You can use boneless meat, but lately I try to use bone in cuts when making stews or casseroles to generate some much lauded collagen in my diet. ‘Bone-in’ meat is not always ‘socially attractive’ to eat so by all means go boneless if you wish!
Rogan Josh is an aromatic mutton dish of Persian origin
which found its way to Kashmir and then Northern India. It is not a hot curry, but has a lovely exotic fragrance from the spices. Cardamom, cumin seeds, bay leaves and ginger impart that. It is an excellent family curry and ideal for those who can’t take the chilli heat.
The name Rogan Josh, is translated as ‘red meat’. The orange-red colour comes from the tomatoes, paprika and turmeric. Apparently there is also a Kashmiri chilli that also imparts a red hue to food.
The meat used is traditionally mutton or goat.

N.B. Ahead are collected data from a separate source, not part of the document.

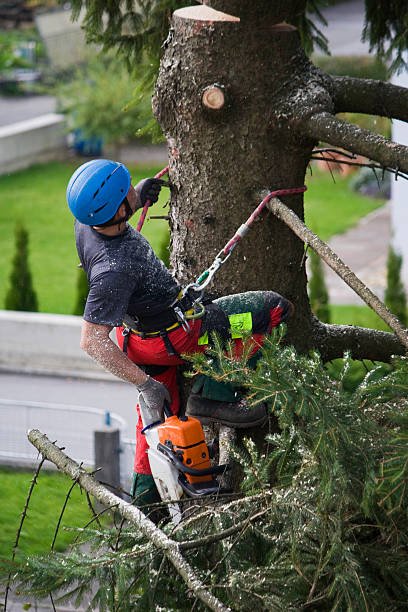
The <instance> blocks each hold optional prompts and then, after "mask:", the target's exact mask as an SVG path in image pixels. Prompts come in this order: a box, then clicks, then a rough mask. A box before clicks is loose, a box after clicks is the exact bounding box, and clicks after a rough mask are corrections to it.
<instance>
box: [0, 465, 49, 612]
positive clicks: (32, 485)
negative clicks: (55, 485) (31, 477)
mask: <svg viewBox="0 0 408 612" xmlns="http://www.w3.org/2000/svg"><path fill="white" fill-rule="evenodd" d="M45 459H46V458H45V457H44V456H43V458H42V459H41V461H40V463H39V464H38V466H37V469H36V471H35V474H34V476H33V478H32V480H31V485H30V489H29V491H28V495H27V499H26V502H25V504H24V508H23V512H22V514H21V520H20V524H19V526H18V529H17V534H16V539H15V542H14V546H13V554H12V556H11V560H12V561H14V559H15V557H16V552H17V549H18V543H19V541H20V536H21V532H22V529H23V524H24V521H25V519H26V516H27V510H28V506H29V504H30V500H31V496H32V494H33V491H34V487H35V485H36V484H37V478H38V476H39V473H40V472H41V468H42V466H43V465H44V462H45ZM10 584H11V573H10V574H9V577H8V580H7V584H6V592H5V596H4V612H6V610H7V600H8V594H9V591H10Z"/></svg>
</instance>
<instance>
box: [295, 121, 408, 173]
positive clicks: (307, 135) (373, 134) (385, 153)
mask: <svg viewBox="0 0 408 612" xmlns="http://www.w3.org/2000/svg"><path fill="white" fill-rule="evenodd" d="M297 129H299V130H301V131H302V133H303V134H304V135H306V136H309V137H310V138H313V139H314V140H321V141H323V142H328V143H330V144H331V145H334V146H341V147H343V148H344V149H346V150H347V151H351V152H352V153H356V154H358V155H364V156H365V157H368V158H369V159H374V160H375V161H377V162H379V163H380V164H381V165H382V166H389V167H390V168H394V169H398V170H402V171H403V172H408V147H405V146H404V145H401V144H398V143H396V142H393V141H392V140H387V139H386V138H384V137H383V136H380V135H378V134H374V133H373V132H370V131H369V130H365V129H363V128H360V127H358V126H357V125H354V124H352V123H348V122H347V121H343V120H342V119H338V118H337V117H334V116H333V115H331V114H330V113H318V114H316V115H312V116H311V117H309V118H306V119H304V120H303V121H302V122H299V124H297Z"/></svg>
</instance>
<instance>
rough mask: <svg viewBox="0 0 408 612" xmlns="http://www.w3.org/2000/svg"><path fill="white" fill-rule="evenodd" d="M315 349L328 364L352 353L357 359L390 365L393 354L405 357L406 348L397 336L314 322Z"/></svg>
mask: <svg viewBox="0 0 408 612" xmlns="http://www.w3.org/2000/svg"><path fill="white" fill-rule="evenodd" d="M312 334H313V346H314V347H315V348H316V349H317V350H318V351H319V353H320V355H321V357H322V360H323V361H324V362H326V361H331V360H332V359H338V358H341V357H343V356H344V353H345V352H346V351H350V354H351V356H352V358H353V359H369V360H371V361H384V362H385V363H389V361H390V360H391V357H392V356H393V355H403V354H405V350H404V347H403V346H402V345H401V343H400V342H399V341H398V338H397V337H396V336H395V335H394V334H390V333H388V332H383V331H378V330H376V329H368V328H366V327H357V326H355V325H327V324H324V323H322V322H321V321H318V320H317V319H314V322H313V327H312Z"/></svg>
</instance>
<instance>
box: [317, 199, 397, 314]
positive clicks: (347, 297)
mask: <svg viewBox="0 0 408 612" xmlns="http://www.w3.org/2000/svg"><path fill="white" fill-rule="evenodd" d="M390 208H391V204H390V203H389V202H388V203H387V204H385V205H384V206H382V207H381V208H379V209H377V210H375V211H374V212H372V213H370V214H369V215H367V216H366V217H363V218H362V219H361V220H360V222H359V223H358V224H357V225H356V226H355V227H353V228H351V229H350V230H348V231H347V232H345V233H344V234H342V235H339V236H335V237H334V238H332V239H331V240H330V241H329V245H330V247H331V248H332V249H333V251H334V252H335V253H336V254H337V255H338V256H339V257H340V259H342V260H343V262H344V263H345V264H346V265H348V266H349V267H350V268H351V270H352V271H353V272H354V274H356V276H357V277H358V278H359V279H360V280H361V281H362V282H363V283H364V284H365V285H367V286H368V287H369V289H371V291H372V292H373V293H375V295H376V296H377V297H379V298H380V299H383V297H384V291H385V288H386V278H387V256H388V248H389V244H390V241H391V221H390ZM324 269H325V279H326V284H327V289H328V292H329V297H330V303H331V304H356V305H364V304H365V302H363V300H362V299H361V298H360V297H359V296H358V295H357V294H356V293H355V292H354V291H353V290H352V289H350V287H348V285H346V284H345V283H344V281H343V280H342V279H341V278H340V277H339V276H338V275H337V274H336V273H335V272H334V271H333V270H331V268H329V267H328V266H327V265H326V264H324Z"/></svg>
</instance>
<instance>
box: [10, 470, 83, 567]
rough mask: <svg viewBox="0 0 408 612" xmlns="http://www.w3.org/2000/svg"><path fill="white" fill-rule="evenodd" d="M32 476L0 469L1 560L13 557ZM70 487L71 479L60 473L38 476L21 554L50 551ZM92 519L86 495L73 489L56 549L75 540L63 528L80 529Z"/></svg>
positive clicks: (31, 472)
mask: <svg viewBox="0 0 408 612" xmlns="http://www.w3.org/2000/svg"><path fill="white" fill-rule="evenodd" d="M33 474H34V471H33V472H27V471H20V470H12V469H8V468H4V467H2V468H0V524H1V530H0V557H3V558H10V557H11V555H12V552H13V546H14V543H15V540H16V533H17V529H18V526H19V524H20V520H21V515H22V512H23V508H24V505H25V502H26V499H27V495H28V491H29V489H30V486H31V480H32V478H33ZM71 485H72V482H71V481H70V479H69V478H68V477H67V476H65V475H64V474H61V473H59V472H54V471H52V472H51V471H42V472H41V473H40V475H39V478H38V482H37V484H36V486H35V487H34V492H33V495H32V497H31V502H30V504H29V508H28V514H27V518H26V519H25V522H24V524H23V530H22V532H21V536H20V542H19V550H20V551H21V552H24V553H26V554H35V553H45V552H47V551H49V550H50V547H51V544H52V540H53V537H54V533H55V529H56V527H57V523H58V518H59V516H60V513H61V510H62V507H63V504H64V501H65V498H66V495H67V493H68V491H69V489H70V487H71ZM91 518H92V515H91V512H90V509H89V508H88V504H87V501H86V497H85V495H84V494H81V492H80V490H79V488H78V487H75V488H74V489H73V491H72V493H71V496H70V499H69V501H68V504H67V507H66V510H65V512H64V516H63V520H62V526H61V528H60V530H59V532H58V536H57V540H56V543H55V550H58V551H61V550H65V549H66V547H67V546H68V544H69V543H70V542H71V541H72V540H73V538H75V537H76V533H75V532H72V531H66V530H64V529H63V526H66V527H83V526H84V525H86V524H87V522H88V521H89V520H90V519H91Z"/></svg>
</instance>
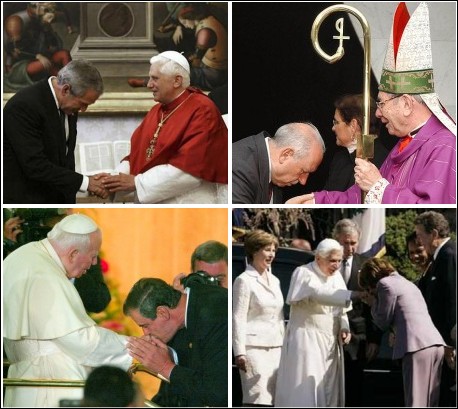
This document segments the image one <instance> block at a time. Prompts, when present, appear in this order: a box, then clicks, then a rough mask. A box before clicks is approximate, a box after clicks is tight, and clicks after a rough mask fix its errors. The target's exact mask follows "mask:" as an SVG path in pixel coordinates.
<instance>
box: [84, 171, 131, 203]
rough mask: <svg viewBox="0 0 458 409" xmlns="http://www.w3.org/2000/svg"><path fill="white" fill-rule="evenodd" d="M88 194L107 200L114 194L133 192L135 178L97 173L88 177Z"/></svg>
mask: <svg viewBox="0 0 458 409" xmlns="http://www.w3.org/2000/svg"><path fill="white" fill-rule="evenodd" d="M87 190H88V192H89V193H90V194H91V195H93V196H98V197H100V198H101V199H107V198H108V197H109V196H110V195H114V194H115V193H116V192H121V191H124V192H133V191H134V190H135V176H134V175H127V174H125V173H119V174H117V175H111V174H109V173H98V174H97V175H93V176H89V186H88V188H87Z"/></svg>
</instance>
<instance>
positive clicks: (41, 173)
mask: <svg viewBox="0 0 458 409" xmlns="http://www.w3.org/2000/svg"><path fill="white" fill-rule="evenodd" d="M102 93H103V81H102V77H101V76H100V73H99V72H98V70H97V69H96V68H95V67H94V66H93V65H92V64H91V63H89V62H87V61H84V60H75V61H71V62H70V63H68V64H67V65H66V66H65V67H63V68H62V69H61V70H60V71H59V73H58V74H57V77H50V78H48V79H47V80H42V81H38V82H37V83H35V84H33V85H31V86H30V87H27V88H23V89H22V90H20V91H19V92H17V93H16V94H15V95H14V96H13V97H12V98H11V99H10V100H9V101H8V102H7V104H6V105H5V108H4V110H3V203H24V204H25V203H27V204H32V203H34V204H67V203H75V201H76V193H77V192H78V191H81V192H91V193H94V194H96V195H98V196H100V197H104V198H106V197H108V192H107V191H106V190H105V189H104V188H103V187H102V185H101V182H100V181H98V180H96V178H95V177H94V176H89V177H87V176H83V175H81V174H79V173H76V172H75V153H74V151H75V145H76V121H77V118H78V112H80V111H81V112H84V111H85V110H86V109H87V107H88V106H89V105H91V104H93V103H94V102H95V101H96V100H97V99H98V98H99V97H100V95H102Z"/></svg>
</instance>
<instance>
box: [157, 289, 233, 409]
mask: <svg viewBox="0 0 458 409" xmlns="http://www.w3.org/2000/svg"><path fill="white" fill-rule="evenodd" d="M190 288H191V292H190V294H189V300H188V311H187V327H186V328H183V329H181V330H179V331H178V332H177V334H176V335H175V337H174V338H173V339H172V340H171V341H170V342H169V344H168V345H169V346H171V347H172V348H174V349H175V350H176V352H177V355H178V360H179V362H178V365H177V366H175V368H174V369H173V370H172V373H171V375H170V384H169V383H166V382H161V386H160V388H159V392H158V393H157V394H156V395H155V396H154V397H153V399H152V401H153V402H155V403H157V404H159V405H161V406H169V407H170V406H175V407H195V406H222V407H227V405H228V400H227V393H228V378H227V372H228V352H227V351H228V349H227V322H228V315H227V303H228V298H227V295H228V291H227V289H225V288H222V287H217V286H212V285H207V284H200V283H193V284H191V285H190Z"/></svg>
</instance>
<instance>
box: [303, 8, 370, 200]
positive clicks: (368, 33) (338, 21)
mask: <svg viewBox="0 0 458 409" xmlns="http://www.w3.org/2000/svg"><path fill="white" fill-rule="evenodd" d="M340 11H346V12H348V13H350V14H353V15H354V16H355V17H356V18H357V19H358V21H359V22H360V23H361V26H362V28H363V34H364V67H363V69H364V71H363V78H364V92H363V105H364V110H363V132H362V135H358V138H357V142H356V157H357V158H362V159H366V160H370V159H372V158H373V157H374V140H375V138H377V135H370V134H369V120H370V116H369V109H370V106H369V105H370V77H371V65H370V60H371V31H370V27H369V24H368V23H367V20H366V18H365V17H364V16H363V15H362V14H361V12H360V11H359V10H357V9H355V8H354V7H352V6H347V5H344V4H337V5H334V6H330V7H328V8H326V9H324V10H323V11H322V12H321V13H320V14H318V16H316V18H315V21H314V22H313V25H312V32H311V37H312V44H313V47H314V48H315V51H316V52H317V53H318V55H319V56H320V57H321V58H323V60H325V61H326V62H328V63H329V64H334V63H335V62H337V61H339V60H340V59H341V58H342V57H343V55H344V53H345V50H344V48H343V40H349V39H350V37H349V36H344V35H343V23H344V19H343V18H339V19H338V20H336V30H337V32H338V33H339V35H338V36H337V35H336V36H333V37H332V38H333V39H335V40H339V47H338V48H337V51H336V52H335V54H334V55H328V54H326V53H325V52H324V51H323V50H322V49H321V47H320V44H319V42H318V31H319V30H320V26H321V23H322V22H323V21H324V19H325V18H326V17H328V16H329V15H331V14H332V13H335V12H340ZM365 197H366V192H363V191H362V190H361V203H364V199H365Z"/></svg>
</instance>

In India mutton on a menu is usually goat, but locally we would use lamb. If you can find goat meat, use it in curries. It is delicious!
The addition of yoghurt is optional. In this recipe I prefer not to add it as I think it dilutes the delicate spices.
I also use chilli flakes as one needs some heat but it must be delicate. I find chilli flakes work well here.
The pressure cooker gives you tender meat in just 20 minutes. Then I leave it to warm for 30 minutes, this gives the lentils time to plump up and become integrated with the sauce.
Serve the curry with the rice of your choice. Traditionally Basmati is served, but I like to play around with brown and wild rice too.
Add naan bread or roti to complete an authentic meal.